Cato thinks so in light of today’s Supreme Court ruling:
In a 5-4 decision today, the Supreme Court struck down the Obama Administration EPA’s signature “Mercury and Air Toxic Rule,” which regulates emissions by fossil-fuel-fired power plants. Before regulating, EPA was obligated to decide whether regulation under one the Act’s most burdensome programs was “appropriate and necessary.” EPA interpreted that language to preclude it from considering the costs of regulation—some $10 billion per year, in exchange for $4 million or so in direct benefits. That interpretation, the Court decided, was ludicrous.
The decision may well leave the Obama climate agenda in tatters. Why that is requires a bit of explanation. In the usual case when the Court finds a rule to be unlawful, it vacates the offending action—in other words, deprives it of legal force. But that’s not what the Court did here. Instead, it sent the case back down to the D.C. Circuit for further proceedings, knowing full well that that court will follow its usual practice of “remand without vacatur”—in other words, let the agency fix any flaws in its rule while leaving the rule in place.

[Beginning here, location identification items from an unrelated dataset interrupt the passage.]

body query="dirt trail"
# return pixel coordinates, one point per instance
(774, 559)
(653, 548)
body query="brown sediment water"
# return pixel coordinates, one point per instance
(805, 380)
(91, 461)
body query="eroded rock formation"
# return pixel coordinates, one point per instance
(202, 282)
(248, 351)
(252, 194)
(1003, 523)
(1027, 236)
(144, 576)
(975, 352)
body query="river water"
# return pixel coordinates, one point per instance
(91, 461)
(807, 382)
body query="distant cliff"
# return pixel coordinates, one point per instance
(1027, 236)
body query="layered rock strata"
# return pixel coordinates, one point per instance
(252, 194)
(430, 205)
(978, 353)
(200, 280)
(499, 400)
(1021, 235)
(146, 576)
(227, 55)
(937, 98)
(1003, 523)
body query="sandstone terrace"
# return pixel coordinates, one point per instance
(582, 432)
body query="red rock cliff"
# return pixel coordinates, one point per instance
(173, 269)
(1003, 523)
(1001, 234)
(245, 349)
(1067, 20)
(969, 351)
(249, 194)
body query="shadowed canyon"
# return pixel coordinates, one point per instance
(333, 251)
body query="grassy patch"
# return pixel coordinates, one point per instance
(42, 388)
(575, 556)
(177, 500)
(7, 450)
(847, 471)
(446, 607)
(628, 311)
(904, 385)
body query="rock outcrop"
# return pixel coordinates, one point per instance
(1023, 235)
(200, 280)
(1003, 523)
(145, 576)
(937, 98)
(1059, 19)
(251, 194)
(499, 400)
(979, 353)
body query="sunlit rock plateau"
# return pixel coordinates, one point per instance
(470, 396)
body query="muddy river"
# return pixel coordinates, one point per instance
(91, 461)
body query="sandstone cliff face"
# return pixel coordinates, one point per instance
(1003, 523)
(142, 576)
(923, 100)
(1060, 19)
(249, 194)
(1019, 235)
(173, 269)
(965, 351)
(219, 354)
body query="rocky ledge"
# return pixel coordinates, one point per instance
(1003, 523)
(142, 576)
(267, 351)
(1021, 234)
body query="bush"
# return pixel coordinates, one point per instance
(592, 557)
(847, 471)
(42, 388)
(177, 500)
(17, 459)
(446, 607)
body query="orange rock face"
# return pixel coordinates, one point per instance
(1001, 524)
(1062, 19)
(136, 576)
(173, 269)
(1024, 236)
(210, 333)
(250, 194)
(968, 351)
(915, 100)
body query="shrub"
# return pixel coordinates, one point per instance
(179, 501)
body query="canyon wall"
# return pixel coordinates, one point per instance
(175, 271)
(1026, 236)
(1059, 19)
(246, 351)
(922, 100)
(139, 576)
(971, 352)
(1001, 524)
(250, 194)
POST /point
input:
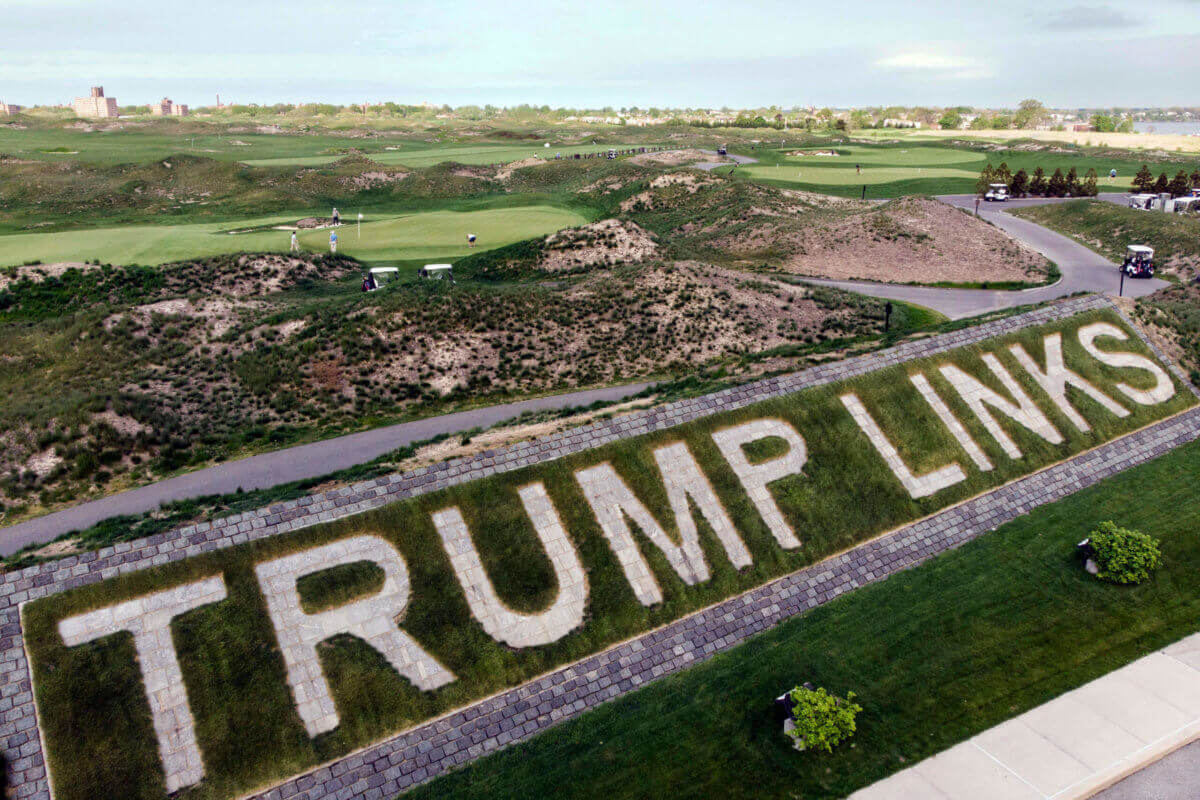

This is a very big deal. The centerpiece of the Obama Administration’s climate agenda is EPA’s so-called “Clean Power Plan,” which aims to cut power plants’ carbon-dioxide emissions by around 30 percent and force the phase-out of coal-fired generation. But the statutory authority that EPA claims supports this effort explicitly carves out any regulation of facilities that are already subject to regulations like the Mercury Rule. So if the rule remains in place—as seems likely—then the Clean Power Plan should be dead in the water.